The latest update in the XRP lawsuit saw the SEC appeal for a pre-motion conference to order motion, compelling Ripple for “reasonable” discovery of “relevant” video & audio-taped recordings of internal Ripple meetings where Garlinghouse, Larsen & other key employees spoke on topics pertinent to disputes in the lawsuit. Furthermore, the plaintiff demanded the defendants to produce “responsive” documents.
#XRPCommunity #SECGov v. #Ripple #XRP SEC requests conference & order compelling Ripple to search & produce video & audio-taped recordings of Ripple meetings where Garlinghouse, Larsen & other key employees spoke on topics relevant to disputes in lawsuit.https://t.co/DejdauSaqr— James K. Filan 🇺🇸🇮🇪 (@FilanLaw) October 2, 2021
This is following the SEC’s letter motion filed on August 30, 2021, to compel the production of certain internal recordings after the plaintiff revealed that Ripple withheld potential evidence from the SEC despite the plaintiff’s request for relevant recordings in one of its very first letters to Ripple in January 2021. SEC stated that Ripple had earlier agreed to “search all recorded meetings by the custodians of such meetings, meeting name, and other criteria.”.
SEC asserts Ripple documents to be evasive and vague
The SEC noted that they recently learned about Ripple’s failure to search responsive documents.
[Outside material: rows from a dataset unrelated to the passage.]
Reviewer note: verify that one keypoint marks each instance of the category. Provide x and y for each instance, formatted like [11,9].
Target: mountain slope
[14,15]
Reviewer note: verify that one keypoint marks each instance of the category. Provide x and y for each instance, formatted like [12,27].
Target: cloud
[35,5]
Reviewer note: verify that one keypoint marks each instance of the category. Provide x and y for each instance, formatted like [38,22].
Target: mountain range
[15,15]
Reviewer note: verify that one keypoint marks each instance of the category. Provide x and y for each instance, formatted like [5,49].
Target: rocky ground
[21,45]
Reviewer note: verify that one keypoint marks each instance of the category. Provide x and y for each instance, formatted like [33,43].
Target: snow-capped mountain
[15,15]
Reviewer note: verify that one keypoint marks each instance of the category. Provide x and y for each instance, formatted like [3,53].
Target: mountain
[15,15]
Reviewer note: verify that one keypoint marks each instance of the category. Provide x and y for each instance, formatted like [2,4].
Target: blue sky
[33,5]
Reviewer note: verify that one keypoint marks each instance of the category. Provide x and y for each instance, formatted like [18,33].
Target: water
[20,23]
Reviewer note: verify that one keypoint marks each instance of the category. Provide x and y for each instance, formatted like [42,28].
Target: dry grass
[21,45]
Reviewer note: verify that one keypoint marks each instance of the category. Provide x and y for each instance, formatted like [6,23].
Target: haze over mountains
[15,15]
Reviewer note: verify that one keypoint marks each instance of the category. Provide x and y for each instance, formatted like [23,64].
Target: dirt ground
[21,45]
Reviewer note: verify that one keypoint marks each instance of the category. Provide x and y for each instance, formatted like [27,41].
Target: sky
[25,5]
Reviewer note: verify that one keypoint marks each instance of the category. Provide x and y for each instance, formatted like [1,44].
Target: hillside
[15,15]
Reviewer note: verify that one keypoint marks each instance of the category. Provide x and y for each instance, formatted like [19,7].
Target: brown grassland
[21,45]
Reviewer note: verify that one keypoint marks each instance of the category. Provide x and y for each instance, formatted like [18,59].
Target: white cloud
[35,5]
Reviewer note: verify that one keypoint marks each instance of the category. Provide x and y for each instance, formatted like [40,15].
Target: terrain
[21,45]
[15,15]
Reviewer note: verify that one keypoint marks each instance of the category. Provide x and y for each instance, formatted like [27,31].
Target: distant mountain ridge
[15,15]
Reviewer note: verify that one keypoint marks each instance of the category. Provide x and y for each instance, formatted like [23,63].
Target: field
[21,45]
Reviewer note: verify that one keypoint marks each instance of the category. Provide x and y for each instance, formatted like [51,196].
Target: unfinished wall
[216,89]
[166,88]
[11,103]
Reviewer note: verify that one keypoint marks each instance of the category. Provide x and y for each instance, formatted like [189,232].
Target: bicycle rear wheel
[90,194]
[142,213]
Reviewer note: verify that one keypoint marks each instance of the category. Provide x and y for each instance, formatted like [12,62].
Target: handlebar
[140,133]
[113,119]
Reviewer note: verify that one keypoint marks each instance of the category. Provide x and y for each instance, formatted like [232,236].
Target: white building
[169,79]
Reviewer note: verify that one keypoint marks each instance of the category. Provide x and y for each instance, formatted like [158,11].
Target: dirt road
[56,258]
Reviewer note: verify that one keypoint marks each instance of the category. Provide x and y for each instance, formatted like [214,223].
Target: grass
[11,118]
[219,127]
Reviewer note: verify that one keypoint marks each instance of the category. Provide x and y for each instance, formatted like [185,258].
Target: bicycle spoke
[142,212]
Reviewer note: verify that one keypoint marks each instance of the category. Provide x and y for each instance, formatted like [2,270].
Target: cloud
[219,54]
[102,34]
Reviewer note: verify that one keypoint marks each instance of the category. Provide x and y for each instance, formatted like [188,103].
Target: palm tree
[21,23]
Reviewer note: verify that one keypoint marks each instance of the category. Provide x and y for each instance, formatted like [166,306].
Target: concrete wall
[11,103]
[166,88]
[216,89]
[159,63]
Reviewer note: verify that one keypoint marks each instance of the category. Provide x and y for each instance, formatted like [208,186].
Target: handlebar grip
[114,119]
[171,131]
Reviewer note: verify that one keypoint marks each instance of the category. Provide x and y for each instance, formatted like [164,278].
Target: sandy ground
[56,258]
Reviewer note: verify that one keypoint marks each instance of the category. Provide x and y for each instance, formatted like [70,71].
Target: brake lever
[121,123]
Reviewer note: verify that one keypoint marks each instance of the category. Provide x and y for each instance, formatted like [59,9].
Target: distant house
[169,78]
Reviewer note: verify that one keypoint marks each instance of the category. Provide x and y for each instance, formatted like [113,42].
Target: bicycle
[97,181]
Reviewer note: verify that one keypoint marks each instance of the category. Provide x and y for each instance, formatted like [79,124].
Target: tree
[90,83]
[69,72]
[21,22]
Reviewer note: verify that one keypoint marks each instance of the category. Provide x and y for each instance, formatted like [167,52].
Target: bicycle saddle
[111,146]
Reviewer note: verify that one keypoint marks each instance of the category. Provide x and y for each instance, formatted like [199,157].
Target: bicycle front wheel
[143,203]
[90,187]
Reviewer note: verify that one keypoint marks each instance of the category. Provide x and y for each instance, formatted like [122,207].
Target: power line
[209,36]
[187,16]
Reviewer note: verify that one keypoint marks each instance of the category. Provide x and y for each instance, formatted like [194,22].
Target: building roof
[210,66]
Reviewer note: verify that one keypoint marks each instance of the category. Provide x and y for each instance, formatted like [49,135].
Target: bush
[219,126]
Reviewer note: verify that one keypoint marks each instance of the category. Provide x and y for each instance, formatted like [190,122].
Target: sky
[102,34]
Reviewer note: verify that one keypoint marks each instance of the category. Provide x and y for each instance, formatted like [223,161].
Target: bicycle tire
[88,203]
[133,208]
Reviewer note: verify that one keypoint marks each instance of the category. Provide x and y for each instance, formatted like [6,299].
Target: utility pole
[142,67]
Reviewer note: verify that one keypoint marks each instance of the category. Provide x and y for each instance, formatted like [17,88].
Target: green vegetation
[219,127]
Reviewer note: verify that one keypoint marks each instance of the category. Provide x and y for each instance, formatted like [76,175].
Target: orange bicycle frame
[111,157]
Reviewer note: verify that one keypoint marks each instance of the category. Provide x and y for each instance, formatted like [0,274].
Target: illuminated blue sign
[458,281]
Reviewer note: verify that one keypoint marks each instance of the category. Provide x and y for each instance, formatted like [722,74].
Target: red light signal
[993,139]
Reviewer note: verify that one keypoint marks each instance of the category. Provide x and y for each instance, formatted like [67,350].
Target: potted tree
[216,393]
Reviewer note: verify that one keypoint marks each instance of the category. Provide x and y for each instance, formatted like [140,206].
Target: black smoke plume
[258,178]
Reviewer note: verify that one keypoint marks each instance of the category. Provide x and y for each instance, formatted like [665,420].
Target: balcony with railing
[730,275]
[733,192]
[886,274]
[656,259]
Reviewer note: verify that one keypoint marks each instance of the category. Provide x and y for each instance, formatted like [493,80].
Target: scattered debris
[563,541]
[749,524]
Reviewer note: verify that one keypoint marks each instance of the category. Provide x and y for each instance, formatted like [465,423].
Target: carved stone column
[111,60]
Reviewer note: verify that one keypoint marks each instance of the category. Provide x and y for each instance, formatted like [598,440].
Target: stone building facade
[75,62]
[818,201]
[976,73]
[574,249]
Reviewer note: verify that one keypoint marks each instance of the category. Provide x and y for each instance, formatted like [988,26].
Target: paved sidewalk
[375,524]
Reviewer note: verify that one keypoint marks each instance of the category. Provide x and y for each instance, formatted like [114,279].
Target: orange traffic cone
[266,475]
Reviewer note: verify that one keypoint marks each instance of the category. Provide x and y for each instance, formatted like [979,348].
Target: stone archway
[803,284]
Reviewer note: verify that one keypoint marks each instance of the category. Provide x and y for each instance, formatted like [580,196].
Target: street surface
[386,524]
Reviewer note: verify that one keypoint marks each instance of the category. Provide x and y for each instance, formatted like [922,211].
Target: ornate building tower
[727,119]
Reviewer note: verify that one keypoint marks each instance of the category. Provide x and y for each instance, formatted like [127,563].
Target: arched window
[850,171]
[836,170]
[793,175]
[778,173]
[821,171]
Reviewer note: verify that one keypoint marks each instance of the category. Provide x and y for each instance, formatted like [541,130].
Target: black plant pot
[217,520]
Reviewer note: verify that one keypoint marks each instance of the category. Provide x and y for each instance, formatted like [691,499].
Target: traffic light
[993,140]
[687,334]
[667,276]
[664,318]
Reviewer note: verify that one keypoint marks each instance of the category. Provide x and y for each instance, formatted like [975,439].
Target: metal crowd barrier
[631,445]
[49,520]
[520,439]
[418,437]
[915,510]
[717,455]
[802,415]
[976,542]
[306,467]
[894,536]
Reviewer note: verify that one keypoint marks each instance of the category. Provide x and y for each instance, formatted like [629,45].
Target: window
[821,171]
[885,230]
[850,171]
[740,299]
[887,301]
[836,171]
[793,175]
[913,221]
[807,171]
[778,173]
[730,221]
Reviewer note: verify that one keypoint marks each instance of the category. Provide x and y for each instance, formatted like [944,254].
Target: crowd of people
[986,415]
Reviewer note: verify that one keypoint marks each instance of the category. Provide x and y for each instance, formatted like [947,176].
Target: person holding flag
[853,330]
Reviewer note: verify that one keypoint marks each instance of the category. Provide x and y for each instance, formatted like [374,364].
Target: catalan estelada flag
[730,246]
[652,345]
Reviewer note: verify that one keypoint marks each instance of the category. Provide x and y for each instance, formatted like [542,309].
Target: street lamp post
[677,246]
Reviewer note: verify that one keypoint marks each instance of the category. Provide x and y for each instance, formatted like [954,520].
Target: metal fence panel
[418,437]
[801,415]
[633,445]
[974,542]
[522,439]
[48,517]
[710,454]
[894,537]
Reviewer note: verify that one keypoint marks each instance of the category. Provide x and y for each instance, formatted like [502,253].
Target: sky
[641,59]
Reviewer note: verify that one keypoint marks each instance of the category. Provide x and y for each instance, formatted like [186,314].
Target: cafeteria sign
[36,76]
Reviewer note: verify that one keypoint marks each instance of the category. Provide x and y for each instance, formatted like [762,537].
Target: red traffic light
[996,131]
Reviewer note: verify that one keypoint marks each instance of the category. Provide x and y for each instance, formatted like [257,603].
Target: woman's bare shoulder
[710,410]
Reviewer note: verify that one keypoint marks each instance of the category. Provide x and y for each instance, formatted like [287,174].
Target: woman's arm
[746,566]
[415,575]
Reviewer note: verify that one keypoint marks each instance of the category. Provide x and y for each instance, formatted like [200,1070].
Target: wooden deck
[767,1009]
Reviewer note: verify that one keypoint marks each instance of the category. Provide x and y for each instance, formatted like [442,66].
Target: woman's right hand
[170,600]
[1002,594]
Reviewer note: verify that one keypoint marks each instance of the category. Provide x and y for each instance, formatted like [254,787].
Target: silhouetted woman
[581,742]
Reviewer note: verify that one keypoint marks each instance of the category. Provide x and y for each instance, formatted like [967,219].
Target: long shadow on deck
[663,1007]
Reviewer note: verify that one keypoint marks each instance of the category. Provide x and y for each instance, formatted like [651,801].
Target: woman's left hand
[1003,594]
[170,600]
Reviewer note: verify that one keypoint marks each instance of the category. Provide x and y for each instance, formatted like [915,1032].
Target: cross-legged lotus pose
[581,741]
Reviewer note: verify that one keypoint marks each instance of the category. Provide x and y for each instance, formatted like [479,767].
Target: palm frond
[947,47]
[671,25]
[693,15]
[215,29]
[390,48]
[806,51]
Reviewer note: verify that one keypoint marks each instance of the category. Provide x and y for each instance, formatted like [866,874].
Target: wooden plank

The plaintiff asserts that Ripple’s definition of “custodian” is evasive itself. “Ripple videoconference (VF)”, according to the SEC, is the pretend “custodian” for many recordings that Ripple has refused to search. The SEC objects that Ripple has only provided the electronic location in which a recorded meeting was stored, instead of giving names of the relevant employees who spoke at or attended the meeting.
Furthermore, the SEC noted that the file name of the recorded meeting provides no information as to whether responsive topics were addressed at the meeting. The defendants have submitted the recordings under the file name, “Ripple meeting”, and have further refused to search the recording’s content.
“Ripple’s flawed search methodology excluded highly probative evidence from Ripple’s belated production of responsive recordings until the SEC raised these issues with Ripple. But instead of searching for relevant recordings, Ripple has insisted that the SEC—which has no access to the recordings or even to Ripple’s list of the recordings, which Ripple has also refused to produce—must identify the specific additional recordings it seeks.”